So, I had Clara trying to infiltrate witches, Seb going after artifacts, and my dad missing in action. Oh, and fire giants who thought I could talk Surtur down.
Why did everyone have so much faith in my ability to be diplomatic? Odin thought I could keep a leash on Loki and now people thought I could control Surtur.
I preferred Seb’s attitude, that I was best for beating things up and killing vampires. That I could handle. And I wasn’t going to marry somebody I…
Or was I? I shook my head. I’d been right the first time – I shouldn’t have got involved with Kanesha. But I couldn’t bring myself to break up with her now. Or maybe I was just selfish. Wanting to enjoy it while it lasted, knowing it couldn’t. Knowing it couldn’t at all kinds of levels.
It was warmer today, although no true promise of spring was in the air just yet. I hoped for spring, not so much for myself, but for the people around me, the ones complaining about the cold, about the cold that was far too much for this city. People weren’t used to it.
Then I saw them. One of them was the woman who had been with the coven to start with. Another man, darker skinned but not really black. And Clara. They were talking animatedly.
I tugged my hat down slightly and tried to be inconspicuous. The circumstances weren’t right for getting any closer to them, so I couldn’t hear what was being said. But I could watch their body language.
Clara was grinning. I hoped she wouldn’t go over to them. Wasn’t that always the risk? If she did…
It was her problem. Her own responsibility, her own issue to deal with. I couldn’t stop her and I couldn’t, at this point, help her. I couldn’t be seen with her until this was all over.
I sensed the presence of the ghost, and my head snapped around, looking to see where it was, what it was doing. He, not it. Grandfather.
I couldn’t see him. Maybe he’d abandoned his stolen body and that was why they were all in such a good mood. Maybe they’d even managed an exorcism.

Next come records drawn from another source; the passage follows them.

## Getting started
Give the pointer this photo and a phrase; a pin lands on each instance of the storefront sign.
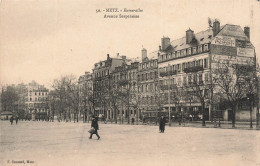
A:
(247, 52)
(223, 50)
(224, 41)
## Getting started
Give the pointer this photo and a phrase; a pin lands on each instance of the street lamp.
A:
(250, 97)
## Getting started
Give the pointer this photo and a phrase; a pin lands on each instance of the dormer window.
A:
(206, 47)
(189, 51)
(200, 49)
(184, 52)
(194, 50)
(178, 53)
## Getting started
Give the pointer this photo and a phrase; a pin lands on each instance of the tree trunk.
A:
(203, 114)
(234, 109)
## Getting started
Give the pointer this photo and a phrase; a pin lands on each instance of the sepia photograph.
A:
(129, 83)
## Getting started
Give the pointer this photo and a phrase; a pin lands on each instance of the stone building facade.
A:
(193, 57)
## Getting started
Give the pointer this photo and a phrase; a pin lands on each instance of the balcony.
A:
(166, 87)
(172, 72)
(193, 69)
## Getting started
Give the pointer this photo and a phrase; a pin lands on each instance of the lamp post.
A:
(169, 94)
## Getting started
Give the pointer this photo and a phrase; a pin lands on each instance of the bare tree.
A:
(232, 83)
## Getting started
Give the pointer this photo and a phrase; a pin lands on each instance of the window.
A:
(179, 67)
(206, 75)
(184, 80)
(179, 81)
(189, 79)
(174, 55)
(194, 50)
(189, 51)
(151, 75)
(206, 63)
(200, 78)
(195, 78)
(183, 66)
(206, 48)
(178, 53)
(184, 52)
(200, 49)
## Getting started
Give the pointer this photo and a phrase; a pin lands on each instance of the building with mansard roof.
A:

But I moved towards my sense of him nonetheless, trying to ignore the chattering witches. I focused my will on not being noticed, not being seen as anyone important. I was getting good at that. It wasn’t invisibility, but really that would be a bad idea in a city anyway. If you actually had an invisibility cloak or power, people would keep walking into you.
They did anyway. A rather large man bumped into me and then accused me of not looking where I was going. I couldn’t even argue with him that much.
There. He was in the coffee shop…and there he was. Doing his best not to be seen in a corner booth. I slipped into the booth next to him.
“We have a plan.”
“The girl who’s with them is going to get evidence and then call the cops.”
“But they kind of…can you give them their priestess back? For now, at least?”
“I’ll think about it.”
I knew that was going to be the best I got out of him. For now, anyway.